I was scheduled to work the Little League Registration that started in a few minutes, so I was running out of time.
However I had one final question.

“What are you most proud of about your sons?” I asked.

The question seemed to surprise Randy, as he took a minute to gather his thoughts.
Randy choked up just a bit as he said, “Well there’s just so much, I don’t know where to start.  They care.  They care about people.  They care about making a difference.  They are humble and do not talk about themselves.  They have a discipline for the path in life they have chosen and do not give in to peer pressure.  They are leaders and people are drawn to them.  They care.  They just really care.”

Not once did he mention the word baseball.
With all Hunter and Braden have already accomplished at such a young age in baseball, Randy Bishop was more proud of his sons for the young men they have become.

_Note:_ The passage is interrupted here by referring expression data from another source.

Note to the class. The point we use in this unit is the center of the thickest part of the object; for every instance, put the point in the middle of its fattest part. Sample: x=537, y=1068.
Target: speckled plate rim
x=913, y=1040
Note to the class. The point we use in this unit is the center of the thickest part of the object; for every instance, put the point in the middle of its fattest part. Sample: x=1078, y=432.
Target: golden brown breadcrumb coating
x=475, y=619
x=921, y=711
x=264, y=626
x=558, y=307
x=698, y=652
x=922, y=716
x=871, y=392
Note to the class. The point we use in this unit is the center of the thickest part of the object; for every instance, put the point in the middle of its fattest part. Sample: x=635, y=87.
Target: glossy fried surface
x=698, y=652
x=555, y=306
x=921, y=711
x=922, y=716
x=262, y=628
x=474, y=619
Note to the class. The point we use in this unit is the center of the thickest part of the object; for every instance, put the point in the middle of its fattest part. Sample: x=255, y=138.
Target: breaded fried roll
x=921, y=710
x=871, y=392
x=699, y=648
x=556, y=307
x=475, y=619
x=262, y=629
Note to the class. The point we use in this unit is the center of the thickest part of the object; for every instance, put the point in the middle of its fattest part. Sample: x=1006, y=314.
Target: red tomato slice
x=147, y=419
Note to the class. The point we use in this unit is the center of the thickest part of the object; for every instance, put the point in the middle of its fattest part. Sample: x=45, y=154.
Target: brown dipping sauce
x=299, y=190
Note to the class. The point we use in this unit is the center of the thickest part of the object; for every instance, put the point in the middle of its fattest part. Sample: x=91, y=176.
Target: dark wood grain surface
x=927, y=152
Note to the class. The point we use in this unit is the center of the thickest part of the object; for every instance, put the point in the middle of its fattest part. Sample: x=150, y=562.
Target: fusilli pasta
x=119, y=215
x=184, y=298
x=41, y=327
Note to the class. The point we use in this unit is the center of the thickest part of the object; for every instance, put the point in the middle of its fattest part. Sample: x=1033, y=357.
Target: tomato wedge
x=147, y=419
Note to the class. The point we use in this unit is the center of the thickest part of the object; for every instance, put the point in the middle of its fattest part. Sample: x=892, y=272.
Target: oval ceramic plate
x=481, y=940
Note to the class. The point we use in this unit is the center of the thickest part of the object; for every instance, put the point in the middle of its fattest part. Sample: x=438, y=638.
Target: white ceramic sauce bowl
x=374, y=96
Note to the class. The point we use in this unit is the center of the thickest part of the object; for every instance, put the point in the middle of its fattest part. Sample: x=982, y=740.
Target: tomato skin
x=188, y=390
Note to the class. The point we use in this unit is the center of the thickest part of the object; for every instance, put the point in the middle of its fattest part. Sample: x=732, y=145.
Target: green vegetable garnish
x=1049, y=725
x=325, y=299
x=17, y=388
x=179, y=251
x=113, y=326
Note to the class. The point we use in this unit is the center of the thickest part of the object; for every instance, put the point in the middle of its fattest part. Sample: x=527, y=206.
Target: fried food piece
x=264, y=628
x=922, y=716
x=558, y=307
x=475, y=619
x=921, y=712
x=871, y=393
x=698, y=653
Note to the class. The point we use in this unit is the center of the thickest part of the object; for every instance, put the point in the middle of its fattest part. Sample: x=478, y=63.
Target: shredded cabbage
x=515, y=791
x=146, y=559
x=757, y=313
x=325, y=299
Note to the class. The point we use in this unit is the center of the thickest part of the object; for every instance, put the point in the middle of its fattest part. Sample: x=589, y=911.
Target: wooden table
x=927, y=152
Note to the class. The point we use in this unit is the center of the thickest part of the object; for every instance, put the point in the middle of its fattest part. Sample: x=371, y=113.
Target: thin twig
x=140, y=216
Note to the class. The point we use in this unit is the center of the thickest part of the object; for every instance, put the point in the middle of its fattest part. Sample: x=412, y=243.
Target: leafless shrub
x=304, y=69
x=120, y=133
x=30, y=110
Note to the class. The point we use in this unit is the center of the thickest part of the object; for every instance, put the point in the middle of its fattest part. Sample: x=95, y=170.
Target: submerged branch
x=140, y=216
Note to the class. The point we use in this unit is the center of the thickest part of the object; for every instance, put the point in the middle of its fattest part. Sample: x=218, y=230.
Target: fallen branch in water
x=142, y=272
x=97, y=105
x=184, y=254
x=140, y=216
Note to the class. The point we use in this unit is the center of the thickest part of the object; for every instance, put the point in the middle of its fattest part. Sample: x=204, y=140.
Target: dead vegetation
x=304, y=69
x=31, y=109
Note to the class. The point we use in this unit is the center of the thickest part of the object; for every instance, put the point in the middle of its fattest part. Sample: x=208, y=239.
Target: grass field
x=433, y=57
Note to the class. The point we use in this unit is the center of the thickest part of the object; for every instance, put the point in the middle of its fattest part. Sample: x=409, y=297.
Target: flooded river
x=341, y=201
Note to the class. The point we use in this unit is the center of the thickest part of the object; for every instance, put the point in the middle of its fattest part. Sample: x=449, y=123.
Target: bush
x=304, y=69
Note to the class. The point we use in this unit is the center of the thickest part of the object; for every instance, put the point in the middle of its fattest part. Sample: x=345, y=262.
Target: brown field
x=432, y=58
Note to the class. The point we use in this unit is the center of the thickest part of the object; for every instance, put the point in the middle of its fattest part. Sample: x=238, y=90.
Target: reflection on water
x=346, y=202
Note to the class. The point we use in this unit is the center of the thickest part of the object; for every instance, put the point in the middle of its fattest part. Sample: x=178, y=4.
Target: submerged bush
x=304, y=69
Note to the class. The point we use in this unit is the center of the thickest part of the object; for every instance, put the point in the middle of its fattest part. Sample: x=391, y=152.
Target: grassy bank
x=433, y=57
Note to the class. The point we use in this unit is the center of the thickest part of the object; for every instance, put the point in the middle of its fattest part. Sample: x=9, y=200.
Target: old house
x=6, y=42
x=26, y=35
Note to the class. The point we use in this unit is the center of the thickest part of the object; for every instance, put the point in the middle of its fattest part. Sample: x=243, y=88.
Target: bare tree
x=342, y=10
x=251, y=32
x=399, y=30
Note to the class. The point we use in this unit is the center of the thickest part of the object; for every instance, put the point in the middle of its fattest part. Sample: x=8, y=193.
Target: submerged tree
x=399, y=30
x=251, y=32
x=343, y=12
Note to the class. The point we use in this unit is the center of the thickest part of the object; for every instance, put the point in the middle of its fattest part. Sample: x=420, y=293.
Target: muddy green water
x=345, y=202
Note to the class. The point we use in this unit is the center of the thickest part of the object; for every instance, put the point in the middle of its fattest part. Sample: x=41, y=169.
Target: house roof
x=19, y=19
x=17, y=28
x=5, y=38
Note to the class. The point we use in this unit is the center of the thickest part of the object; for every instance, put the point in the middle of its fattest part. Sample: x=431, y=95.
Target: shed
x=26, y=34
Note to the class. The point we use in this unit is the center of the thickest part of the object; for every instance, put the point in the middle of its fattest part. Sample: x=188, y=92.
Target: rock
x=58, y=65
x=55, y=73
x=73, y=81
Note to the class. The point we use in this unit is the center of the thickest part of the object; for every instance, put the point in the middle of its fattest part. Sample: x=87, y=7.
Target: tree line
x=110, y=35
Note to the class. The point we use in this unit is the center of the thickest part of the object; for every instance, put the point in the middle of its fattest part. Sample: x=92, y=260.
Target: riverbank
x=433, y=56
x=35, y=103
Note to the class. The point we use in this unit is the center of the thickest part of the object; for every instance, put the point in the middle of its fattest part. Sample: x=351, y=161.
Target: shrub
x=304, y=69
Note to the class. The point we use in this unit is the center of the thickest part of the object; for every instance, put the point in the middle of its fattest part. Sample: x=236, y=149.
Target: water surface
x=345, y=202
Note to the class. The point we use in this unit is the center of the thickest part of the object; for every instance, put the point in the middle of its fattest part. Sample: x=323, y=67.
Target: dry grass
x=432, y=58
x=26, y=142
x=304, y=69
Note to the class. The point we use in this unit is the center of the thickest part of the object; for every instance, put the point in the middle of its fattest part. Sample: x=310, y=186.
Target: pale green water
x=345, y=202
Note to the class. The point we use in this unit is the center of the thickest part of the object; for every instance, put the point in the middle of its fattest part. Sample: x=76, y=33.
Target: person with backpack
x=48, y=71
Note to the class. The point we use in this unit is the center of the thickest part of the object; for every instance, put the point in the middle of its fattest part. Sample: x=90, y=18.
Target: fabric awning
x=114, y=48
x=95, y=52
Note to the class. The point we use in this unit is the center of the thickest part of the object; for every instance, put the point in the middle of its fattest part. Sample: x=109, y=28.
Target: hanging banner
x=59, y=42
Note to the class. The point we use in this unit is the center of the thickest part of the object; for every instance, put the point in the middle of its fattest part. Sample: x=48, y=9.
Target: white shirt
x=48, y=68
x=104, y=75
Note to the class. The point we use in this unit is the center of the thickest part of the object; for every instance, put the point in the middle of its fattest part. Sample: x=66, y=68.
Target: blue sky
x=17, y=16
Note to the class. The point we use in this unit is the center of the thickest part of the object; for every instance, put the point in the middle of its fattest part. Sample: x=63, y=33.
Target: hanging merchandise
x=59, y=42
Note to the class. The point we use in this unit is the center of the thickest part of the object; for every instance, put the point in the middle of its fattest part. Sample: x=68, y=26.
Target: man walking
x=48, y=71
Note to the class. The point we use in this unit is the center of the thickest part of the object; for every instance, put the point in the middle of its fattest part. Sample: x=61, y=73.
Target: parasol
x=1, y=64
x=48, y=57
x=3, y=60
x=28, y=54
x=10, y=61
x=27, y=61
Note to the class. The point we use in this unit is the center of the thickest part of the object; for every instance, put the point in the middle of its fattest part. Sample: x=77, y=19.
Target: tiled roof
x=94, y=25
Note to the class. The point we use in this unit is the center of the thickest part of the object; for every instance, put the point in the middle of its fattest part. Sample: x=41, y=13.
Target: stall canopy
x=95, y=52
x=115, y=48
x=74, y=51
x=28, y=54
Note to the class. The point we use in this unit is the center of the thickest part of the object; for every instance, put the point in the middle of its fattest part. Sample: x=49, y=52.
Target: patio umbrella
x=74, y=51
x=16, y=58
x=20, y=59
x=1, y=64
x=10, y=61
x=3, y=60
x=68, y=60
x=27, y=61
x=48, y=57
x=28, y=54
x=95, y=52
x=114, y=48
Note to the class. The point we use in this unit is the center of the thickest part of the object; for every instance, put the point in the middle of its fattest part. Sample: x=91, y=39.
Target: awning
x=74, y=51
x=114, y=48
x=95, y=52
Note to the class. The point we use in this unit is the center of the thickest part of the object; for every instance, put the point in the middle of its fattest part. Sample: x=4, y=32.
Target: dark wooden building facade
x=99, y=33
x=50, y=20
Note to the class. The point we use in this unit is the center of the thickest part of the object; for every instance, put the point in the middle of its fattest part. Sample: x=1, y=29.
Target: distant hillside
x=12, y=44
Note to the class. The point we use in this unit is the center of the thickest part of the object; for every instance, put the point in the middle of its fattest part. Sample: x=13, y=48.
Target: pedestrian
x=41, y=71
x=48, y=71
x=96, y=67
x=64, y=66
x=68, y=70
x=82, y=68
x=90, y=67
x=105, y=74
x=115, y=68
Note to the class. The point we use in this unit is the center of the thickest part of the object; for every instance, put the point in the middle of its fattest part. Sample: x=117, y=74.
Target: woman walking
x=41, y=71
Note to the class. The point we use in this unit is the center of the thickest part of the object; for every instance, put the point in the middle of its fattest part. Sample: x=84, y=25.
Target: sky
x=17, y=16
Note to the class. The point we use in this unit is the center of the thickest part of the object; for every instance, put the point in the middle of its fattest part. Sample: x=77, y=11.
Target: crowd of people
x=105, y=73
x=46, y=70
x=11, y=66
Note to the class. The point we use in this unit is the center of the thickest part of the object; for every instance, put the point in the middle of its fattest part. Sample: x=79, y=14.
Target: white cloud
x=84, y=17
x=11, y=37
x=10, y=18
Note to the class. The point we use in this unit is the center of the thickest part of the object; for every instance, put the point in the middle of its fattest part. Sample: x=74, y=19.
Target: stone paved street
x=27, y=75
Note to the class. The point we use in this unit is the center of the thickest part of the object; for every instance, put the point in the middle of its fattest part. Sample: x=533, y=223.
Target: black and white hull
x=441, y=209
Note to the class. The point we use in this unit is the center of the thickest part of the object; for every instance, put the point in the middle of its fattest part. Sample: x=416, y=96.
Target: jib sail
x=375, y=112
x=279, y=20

A few minutes later I was off to Registration when I got a call from Randy.
He was meeting Hunter later in the day and wanted to stop by Registration so I could meet him.
I could tell that it really meant a lot to Randy that I wanted to share his family’s story and create awareness of early-onset Alzheimer’s.

And as for Suzy, she has her good days and bad days.
“She can remember running track in Minnesota as a kid and easily recall other events in her early life.  But then she can forget something she said a few minutes earlier”, said Randy.

But there are still many good days.
Suzy enjoys hiking, playing with her dog, writing, and she recently has gone back to her film roots and become involved in a documentary about her battle with Alzheimer’s.
One of the things Randy and Suzy enjoy most is listening to Braden’s Aquasox games on the Internet.
And in just a few months they will get to enjoy Hunter’s games as well.

With Suzy facing a disease that has no cure, there are many unanswered questions.
If Braden reaches the big leagues, will she remember he made it?
“There is a sense of urgency to perform well and make every day a productive day, to make it count.  When I make my Major League debut, I want my Mom to be there.  The sooner I can get there the better her chances will be to enjoy that moment.”

Tomorrow is uncertain for Suzy.
But there is certainty in today.

Today she has the love of her family.
Today she can go on a hike, read a book, and do the things she enjoys.
Today she has the pride of a Mother who has raised two sons who have turned out to be caring, responsible young men.
Today she has the dream to be in attendance when both her sons make their Major League debut.
And today she has the hope that a cure will soon be found for Alzheimer’s.